Vox Populi, Vox AI? Using Language Models to Estimate German Public Opinion

Read original: arXiv:2407.08563 - Published 7/12/2024 by Leah von der Heyde, Anna-Carolina Haensch, Alexander Wenz

💬

Overview

Researchers investigated whether large language models (LLMs) can accurately estimate public opinion, using the example of vote choice in Germany.
They generated a synthetic sample of personas matching characteristics of a German election survey and asked the LLM GPT-3.5 to predict each respondent's vote choice.
The LLM's predictions did not match the actual survey data, exhibiting a bias towards the Green and Left parties and missing the complex factors influencing individual voter choices.

Plain English Explanation

Researchers wanted to see if large language models (LLMs) could be used to estimate public opinion, using voting behavior in Germany as an example. LLMs are AI systems trained on vast amounts of text data, which allow them to generate human-like responses.

The researchers created fictional people with characteristics matching a real German election survey. They then asked the LLM called GPT-3.5 to predict how each of these people would vote. The researchers compared the LLM's predictions to the actual survey data.

Unfortunately, the LLM's predictions did not match the real-world survey results very well. The LLM seemed to have a bias towards the Green and Left political parties, and it failed to capture the nuanced factors that influence how individual voters make their choices.

This study adds to the growing research on the conditions under which LLMs can be used to study public opinion. The findings suggest that LLMs may not accurately represent the full range of opinions in a population, and there are limitations to using them for this purpose.

Technical Explanation

The researchers generated a synthetic sample of personas matching the individual characteristics of respondents from the 2017 German Longitudinal Election Study. They then asked the LLM GPT-3.5 to predict each respondent's vote choice and compared these predictions to the survey-based estimates at both the aggregate and subgroup levels.

The results showed that GPT-3.5 did not accurately predict citizens' vote choice, exhibiting a bias towards the Green and Left parties. While the LLM was able to capture the tendencies of typical voter subgroups, such as partisans, it failed to account for the multifaceted factors that influence individual voter choices.

By examining the LLM-based prediction of voting behavior in a new context, this study contributes to the growing body of research about the conditions under which LLMs can be leveraged for studying public opinion. The findings point to disparities in opinion representation in LLMs and underscore the limitations in applying them for public opinion estimation.

Critical Analysis

The paper acknowledges several contextual factors that might affect the generalizability of the findings, such as the relationship between the target population and the LLM's training data. The researchers also note that their study only examined vote choice and that LLMs might perform better at estimating public opinion on other topics.

However, the paper does not address the potential biases and limitations inherent in the survey data used as a benchmark. Survey data can also fail to fully capture the complexity of public opinion, particularly on sensitive political topics. It would be valuable to further investigate the discrepancies between LLM predictions and survey results, considering the limitations of both approaches.

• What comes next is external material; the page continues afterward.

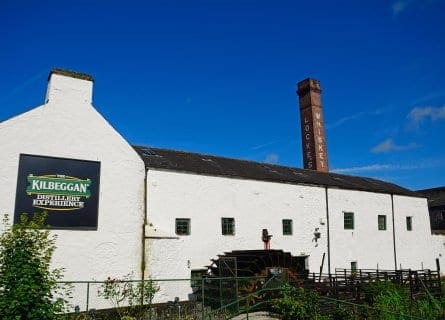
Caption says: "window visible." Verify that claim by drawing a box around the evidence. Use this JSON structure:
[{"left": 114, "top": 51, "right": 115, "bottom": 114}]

Additionally, the study focuses on a single LLM (GPT-3.5) and a specific context (German voting behavior). More research is needed to understand how different LLMs and various public opinion domains might influence the accuracy and reliability of LLM-based estimates.

Conclusion

This study suggests that large language models (LLMs) may not be able to accurately estimate public opinion, at least in the domain of voting behavior in Germany. The LLM GPT-3.5 exhibited biases and failed to capture the nuanced factors influencing individual voter choices.

The findings contribute to our understanding of the limitations of using LLMs for studying public opinion. While LLMs have the potential to complement traditional survey methods, this research highlights the need for caution and further investigation into the conditions under which LLMs can reliably represent the diversity of public opinion.

This summary was produced with help from an AI and may contain inaccuracies - check out the links to read the original source documents!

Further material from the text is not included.